李义府的倒台不光成全了河间道行军元帅刘祥道,还成就了大唐帝国另外一位军事将领——海军统帅、中国抗倭第一人刘仁轨先生。

刘仁轨家庭成分:平民。该同志系非劣质三无产品,无背景、无经济实力、无名牌学府文凭。赋闲在家,闷得发慌,读了大量的经史子集。需要特别说明的是他有一颗勇敢的心,而追逐梦想的人,都少不了一颗勇敢的心。

刘仁轨是从下面一步一步干出来的公务员,有着丰富的基层工作经验。当年还是个小小的陈仓县尉(从八品下,连七品芝麻官都比他大两级),就干了一件惊动唐太宗的事。

别小看芝麻官,很多时候芝麻官能捅出西瓜的篓子。县尉相当于一个县武装部部长,一般来说,除了县长(令)和副县长(丞)之外,在当地也算是个人物了。

可陈仓这地方还有个折冲府,折冲府设了个折冲都尉。在唐朝都尉高的是正四品上,低的是正五品下。

就算是正五品下,也比陈仓县令的级别要高,更别提刘仁轨那个小小的陈仓县尉了。

一个县里住个折冲都尉,也就相当于现在在一个县里驻扎了一个地方军区的长官,折冲都尉就相当于师长。

在这个县里,没人能大得过他,也就没人能管得住他。陈仓折冲都尉鲁宁是个特别欠打的家伙,没事喜欢左手刀右手枪,在地方上干一些祸害老百姓的事儿,也活该倒霉,碰上了官比芝麻小、胆子却比天大的刘仁轨,这是个办事特别顶真的家伙。

他先是告诫了鲁宁一番,希望折冲都尉大人老实点,不要再妖孽下去了。

可人家鲁宁那么大的领导哪里肯听一个小小九品芥子官的告诫。你算老几啊!

刘仁轨不说倒还罢了,他一说鲁宁折腾得更厉害了。对他来说,生命在于折腾,哪天不折腾了,自己也就完蛋了。

没办法,刘仁轨就把鲁宁大人给抓起来扔进了监狱。小样,当我还真治不了你。

一个比芝麻还小的芥子官把一个比烧饼还大的领导给抓起来,真是不想混了。鲁宁在监狱里也没消停。骂!把刘仁轨的祖宗八代都给骂了一通。
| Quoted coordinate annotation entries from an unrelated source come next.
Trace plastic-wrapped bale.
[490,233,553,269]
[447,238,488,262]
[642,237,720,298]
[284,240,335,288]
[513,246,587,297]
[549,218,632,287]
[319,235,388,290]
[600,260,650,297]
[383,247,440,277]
小子,看来是公家饭吃多了,皮下脂肪过厚,痒痒得难受,那就拿棍子给我往死里揍。

揍完后,刘仁轨拍拍屁股走人了。可鲁宁不答应了,打得太狠了,还有没有王法了。他决定抗议,他抗议的方式也很特别——死。

芝麻官打死烧饼官!刘仁轨的光荣事迹在政界传为佳话。自古以来,官大一级压死人,没听说过官小N级打死人的。

这事很快就传到唐太宗李世民的耳朵里了,李世民很愤怒:“这个县尉是谁啊?这么牛掰,随便就把我一个四品的折冲都尉给拍死了(辄杀吾折冲)!”

他要见见这个猛人刘仁轨,见过不懂事的,没见过这么不懂事的官。于是比芝麻还芝麻的小官刘仁轨,就被押至长安,接受唐太宗的当面质问。按照正常的人生轨迹,刘仁轨一生是很难与皇帝出现交集的。但这一幕还是出现了。

面对唐太宗的质问,刘仁轨神色自若,从容应对:“鲁宁在臣的地盘,当着臣的百姓这样侮辱臣,臣实在是气愤不过才失手将他打死的。”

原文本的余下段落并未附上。